Many of the emigrants took the direction of Italy. Those who landed at Naples brought with them an infectious disorder, contracted by long confinement in small, crowded, and ill-provided vessels. The disorder was so malignant, and spread with such frightful celerity, as to sweep off more than twenty thousand inhabitants of the city in the course of the year, whence it extended its devastation over the whole Italian peninsula. Many of the exiles passed into Turkey, and to different parts of the Levant, where their descendants continued to speak the Castilian language far into the following century. Others found their way to France, and even England. Part of their religious services is recited to this day in Spanish, in one or more of the London synagogues.
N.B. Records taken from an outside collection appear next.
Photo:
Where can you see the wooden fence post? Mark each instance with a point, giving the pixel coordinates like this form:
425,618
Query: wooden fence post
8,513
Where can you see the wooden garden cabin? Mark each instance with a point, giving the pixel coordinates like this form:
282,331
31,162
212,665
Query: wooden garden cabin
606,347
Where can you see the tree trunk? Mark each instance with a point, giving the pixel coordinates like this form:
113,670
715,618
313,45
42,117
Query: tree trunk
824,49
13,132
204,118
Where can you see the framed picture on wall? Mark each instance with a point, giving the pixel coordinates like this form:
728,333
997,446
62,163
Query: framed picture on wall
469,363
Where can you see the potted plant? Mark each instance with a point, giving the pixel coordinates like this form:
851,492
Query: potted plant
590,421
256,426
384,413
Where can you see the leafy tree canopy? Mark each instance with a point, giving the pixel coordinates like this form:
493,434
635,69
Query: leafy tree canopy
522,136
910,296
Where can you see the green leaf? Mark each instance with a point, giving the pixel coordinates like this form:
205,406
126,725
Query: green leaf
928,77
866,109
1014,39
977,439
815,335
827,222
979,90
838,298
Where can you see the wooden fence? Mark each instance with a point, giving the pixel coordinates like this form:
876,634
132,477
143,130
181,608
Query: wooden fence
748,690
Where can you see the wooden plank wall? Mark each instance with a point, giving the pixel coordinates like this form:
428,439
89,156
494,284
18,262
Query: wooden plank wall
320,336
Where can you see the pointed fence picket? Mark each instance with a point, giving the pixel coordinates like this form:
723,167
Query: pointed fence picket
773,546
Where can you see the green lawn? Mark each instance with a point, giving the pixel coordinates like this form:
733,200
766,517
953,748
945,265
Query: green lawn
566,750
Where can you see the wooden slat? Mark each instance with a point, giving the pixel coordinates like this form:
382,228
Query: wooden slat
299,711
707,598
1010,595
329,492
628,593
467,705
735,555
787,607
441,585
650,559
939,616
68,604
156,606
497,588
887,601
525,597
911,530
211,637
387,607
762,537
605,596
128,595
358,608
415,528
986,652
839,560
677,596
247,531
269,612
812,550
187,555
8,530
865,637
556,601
The whole number of Jews expelled from Spain by Ferdinand and Isabella is variously computed at from 160,000 to 800,000 souls; a discrepancy sufficiently indicating the paucity of authentic data. Most modern writers, with the usual predilection for startling results, have assumed the latter estimate; and Llorente[l] has made it the basis of some important calculations in his History of the Inquisition. A view of all the circumstances will lead us without much hesitation to adopt the most moderate computation. This, moreover, is placed beyond reasonable doubt by the direct testimony of Bernáldez.[h] He reports that a Jewish rabbi, one of the exiles, subsequently returned to Spain, where he was baptised by him. This person estimated the whole number of his unbaptised countrymen, at the publication of the edict, at thirty-six thousand families. Another Jewish authority, quoted by the curate, reckoned them at thirty-five thousand. This, assuming an average of four and a half to a family, gives the sum total of about 160,000 individuals.[55]